Simon Berger Swiss, b. 1976

Works
Biography
Born on April 9, 1976, in Switzerland. Lives and works now in his own studio in Niederönz.
 
Contemporary glass artist Simon Berger's unique sculptural language explores the depth of his material through striking and cracking the glass he works on with a hammer. The pane of glass is both the supportive structure of his artwork, as well as the visualization of his artistic handwriting, playing with transparency of the material. The closer and briefer the blows, the stronger the contrasts and the shades. In his hands, the hammer is not a tool of destruction, but rather an amplifier of effects.
Simon Berger began his artistic explorations by painting portraits with spray cans before turning to other mediums. A carpenter by training, his natural attraction to wood inspired his first artistic creations within his studio. 
A lover of mechanics, he also spent plenty of time working with used car bodies to create assemblages. It was while pondering what to do with a car windshield that his idea for working with  glass was born. “Human faces have always fascinated me”, explained Simon “On safety glass, these motifs come into their own and magically attract the viewer. It is a process of discovery from abstract fogging to figurative perception.”  
His lacerated portraits, sculpted in glass, bring the gaze into the intricacies of transparent wounds that he calls “morphogenesis”. A pioneer of this technic, his broken pieces evoke his fascination for faces, especially women’s. With his work on windowpanes, the artist takes ownership of reality, and probes the expressive capabilities of inertmaterials destined for factories. His metallic paintings become canvases where perceptions confront with interpretations.

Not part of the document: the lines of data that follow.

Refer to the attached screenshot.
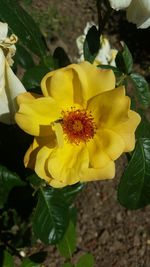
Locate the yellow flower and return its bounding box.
[16,62,140,187]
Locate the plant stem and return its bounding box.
[97,0,113,35]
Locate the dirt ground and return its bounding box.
[21,0,150,267]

Reminiscent of sculptural techniques, a hammer is used to imprint the highlighted facial features into the sheet of glass. An initially transparent support of the image, the pane of glass, becomes partially opaque. The controlled shattering of the glass creates fractures which are subject to the material’s physical laws. However, instead of collapsing into itself, the safety glass keeps the shards in place. The incidence of light is reflected by the fragments and cracks within the glass, making the artworks surface gleam and glisten and depending on the illumination, it seems as if the portrait itself were glowing. Through destruction, Simon Berger allows beauty to emerge.